Attack

In association with heise online

The identity matrix for 64-bit functions consists of 64 by 64 bits. Their 64 hexadecimal row values can be derived in the same way as in the 8-bit example. A binary editor like bvi or a short Perl program can be used to write the identity matrix to a file. We use dd to deposit this file on the disk drive we have connected via SATA:

# dd if=/tmp/unitymatrix.bin of=/dev/sda bs=1K seek=244193758

After installing the drive into the S325, block 1001 of the protected disk contains the decrypted rows of our matrix A^-1 in sequential.

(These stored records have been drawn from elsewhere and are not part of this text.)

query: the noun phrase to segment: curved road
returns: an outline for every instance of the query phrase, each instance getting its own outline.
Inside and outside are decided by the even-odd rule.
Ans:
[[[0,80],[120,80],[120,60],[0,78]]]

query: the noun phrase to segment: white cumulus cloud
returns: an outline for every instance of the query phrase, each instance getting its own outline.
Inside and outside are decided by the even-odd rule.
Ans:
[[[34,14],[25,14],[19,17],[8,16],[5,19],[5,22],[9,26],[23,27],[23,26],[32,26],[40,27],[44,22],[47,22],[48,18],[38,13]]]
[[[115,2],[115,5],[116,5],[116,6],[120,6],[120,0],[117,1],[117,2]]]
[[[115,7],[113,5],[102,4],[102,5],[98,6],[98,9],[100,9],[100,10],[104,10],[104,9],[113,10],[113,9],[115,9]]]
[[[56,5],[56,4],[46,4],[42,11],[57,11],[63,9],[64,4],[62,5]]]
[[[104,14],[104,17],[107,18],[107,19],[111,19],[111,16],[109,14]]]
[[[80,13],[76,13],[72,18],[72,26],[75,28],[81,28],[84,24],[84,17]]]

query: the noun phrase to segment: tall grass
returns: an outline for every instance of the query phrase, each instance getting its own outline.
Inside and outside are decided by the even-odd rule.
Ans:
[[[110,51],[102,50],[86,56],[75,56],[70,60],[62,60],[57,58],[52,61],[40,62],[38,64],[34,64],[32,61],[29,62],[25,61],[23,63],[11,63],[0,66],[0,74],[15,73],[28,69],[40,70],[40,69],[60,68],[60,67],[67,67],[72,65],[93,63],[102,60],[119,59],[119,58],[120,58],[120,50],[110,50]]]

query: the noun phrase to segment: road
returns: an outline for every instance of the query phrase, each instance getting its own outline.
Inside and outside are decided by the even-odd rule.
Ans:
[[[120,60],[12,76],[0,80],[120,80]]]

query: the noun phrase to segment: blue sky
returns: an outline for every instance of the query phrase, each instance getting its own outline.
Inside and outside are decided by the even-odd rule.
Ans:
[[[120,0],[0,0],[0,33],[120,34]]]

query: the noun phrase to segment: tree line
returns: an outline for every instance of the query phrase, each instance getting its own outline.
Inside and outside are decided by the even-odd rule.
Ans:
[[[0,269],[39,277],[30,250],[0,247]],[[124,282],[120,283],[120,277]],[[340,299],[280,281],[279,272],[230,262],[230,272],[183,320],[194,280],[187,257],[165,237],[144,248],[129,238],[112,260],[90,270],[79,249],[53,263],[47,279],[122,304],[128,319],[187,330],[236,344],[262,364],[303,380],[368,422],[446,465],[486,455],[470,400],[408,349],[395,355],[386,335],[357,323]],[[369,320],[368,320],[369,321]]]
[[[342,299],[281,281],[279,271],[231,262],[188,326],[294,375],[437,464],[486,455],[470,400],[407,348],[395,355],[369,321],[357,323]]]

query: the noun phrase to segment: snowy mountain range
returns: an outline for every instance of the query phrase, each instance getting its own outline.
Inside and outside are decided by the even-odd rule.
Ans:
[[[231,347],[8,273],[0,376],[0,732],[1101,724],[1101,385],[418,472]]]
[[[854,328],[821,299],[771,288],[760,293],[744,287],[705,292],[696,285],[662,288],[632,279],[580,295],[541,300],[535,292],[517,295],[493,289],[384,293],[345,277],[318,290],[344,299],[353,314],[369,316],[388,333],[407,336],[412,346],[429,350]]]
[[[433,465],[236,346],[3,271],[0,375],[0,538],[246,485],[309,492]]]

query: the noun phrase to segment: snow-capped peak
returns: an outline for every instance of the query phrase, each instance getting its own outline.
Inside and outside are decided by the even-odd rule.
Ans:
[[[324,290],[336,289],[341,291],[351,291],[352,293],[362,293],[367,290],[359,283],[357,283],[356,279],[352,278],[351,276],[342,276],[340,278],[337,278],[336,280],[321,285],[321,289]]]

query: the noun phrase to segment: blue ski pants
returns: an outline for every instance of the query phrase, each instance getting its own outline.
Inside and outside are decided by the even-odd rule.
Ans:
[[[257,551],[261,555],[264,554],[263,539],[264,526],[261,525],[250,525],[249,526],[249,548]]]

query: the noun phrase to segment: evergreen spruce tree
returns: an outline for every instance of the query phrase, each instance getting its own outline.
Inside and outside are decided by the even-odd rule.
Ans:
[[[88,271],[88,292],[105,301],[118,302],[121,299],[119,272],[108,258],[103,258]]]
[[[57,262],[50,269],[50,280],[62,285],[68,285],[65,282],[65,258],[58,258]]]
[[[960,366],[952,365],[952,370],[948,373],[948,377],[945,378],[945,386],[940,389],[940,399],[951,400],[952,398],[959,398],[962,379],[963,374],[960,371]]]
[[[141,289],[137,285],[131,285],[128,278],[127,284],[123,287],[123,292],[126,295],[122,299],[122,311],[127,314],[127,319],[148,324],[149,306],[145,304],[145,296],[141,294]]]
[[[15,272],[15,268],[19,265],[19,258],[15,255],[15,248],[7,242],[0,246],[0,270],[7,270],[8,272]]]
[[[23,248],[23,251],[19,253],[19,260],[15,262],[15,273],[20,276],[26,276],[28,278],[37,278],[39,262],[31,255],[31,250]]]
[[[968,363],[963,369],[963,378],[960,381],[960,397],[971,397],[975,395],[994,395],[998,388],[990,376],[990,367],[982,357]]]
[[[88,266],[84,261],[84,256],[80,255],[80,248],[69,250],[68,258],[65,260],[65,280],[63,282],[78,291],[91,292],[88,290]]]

Here are the first few of the 64 rows:

0000000000000100
0000000000000004
0000000000008000
0000000000000080
0000000000000040
0000000000000200
0000000000000002
0000000000000010
00000000000009ef
0000000000000400
0000000000000020
...

Together with a matrix multiplication program written by Harald Bögeholz, who came across a GStor hard disk that uses this type of encryption, this matrix already produces the complete decryption algorithm. The only thing left to do is match its byte order (Endianness) when sequentially reading and writing the 64-bit values via fread() and fwrite() to that of the row values in our identity matrix.

The matrix consisting mainly of zeros, not only indicates that our assumption was correct, but also that the encryption is extremely primitive, even for a linear map. Although Raidon's engineers may have devised a highly complicated algorithm with dozens or even hundreds of lines of code, the algorithm's linear behaviour allows us to fully describe it, via the matrix we determined.

Now it is no problem to extract an image of the encrypted partition via dd, decrypt it using the program, and mount it via cloop. We have cracked the encryption completely.

Staray S125

When informed of our findings, vendor Raidon was co-operative and very willing to share information. The first thing we learnt is that the encryption algorithm varies with the hard disk drive inserted – probably according to serial number or type. The decryption matrix is indeed slightly different with a different hard disk, so that the attack has to be redone from scratch for every hard disk drive used with the enclosure.

Raidon also informed us that the Staray S125 enclosure, which is unlocked via Windows software instead of a PIN pad, uses the same encryption algorithm. Encryption no longer being an obstacle we can now look at the S125 controller's administrative information, which appears to be located somewhere on the hard disk.

As there were only a few zeros between the end of the first partition and the encrypted MBR, the admin information is probably located at the end of the disk. We therefore start our read operation at the end of the second partition, using hexdump's compressed display mode as before:

# dd if=/dev/sda bs=1K skip=488375936 | hexdump -C

00000000  00 00 00 00 00 00 00 00  00 00 00 00 00 00 00 00  |................|
*
0095c010  d8 00 00 00 31 32 33 34  35 00 00 00 00 00 00 00  |....12345.......|
0095c020  00 00 00 00 00 00 00 00  00 00 00 00 00 00 00 00  |................|
*
...

Ouch! The first result already reveals the enclosure's PIN in plain text. The Staray S125's protection therefore is a total loss.

Fuelled by our success, we also cast a glance at the corresponding disk region in the S325's setup. But here, the PIN is not returned in plain text. Small changes to the PIN result in completely different entries in the relevant area. It seems that the S325 offers better quality encoding, which appears to require far more analysis effort. However, as we have already cracked its encryption, we don't consider it necessary to investigate the S325 any further.

Conclusion

Our earlier conclusion unfortunately remains unchanged: Cheap hardware offers cheap encryption. The USB storage market has been flooded with budget products, and a vendor wanting to successfully introduce a storage solution with hardware encryption needs to produce it as cheaply as possible. However, vendors tend to economise in the wrong place by incorporating budget encryption. Developing a secure encryption system costs money, and vendors have to find a balance between manufacturing costs, data throughput and security, taking in to account the limited processing power of these controller chips.

While the Staray S products, in the case of physical loss, may prevent casual snooper from accessing the data without authorisation, the same can be achieved, just as effectively and more cheaply, with a free software product like TrueCrypt. The encryption algorithms used in these programs are currently regarded as uncrackable, even with state-of-the-art technology, provided that a strong password is used. (cr)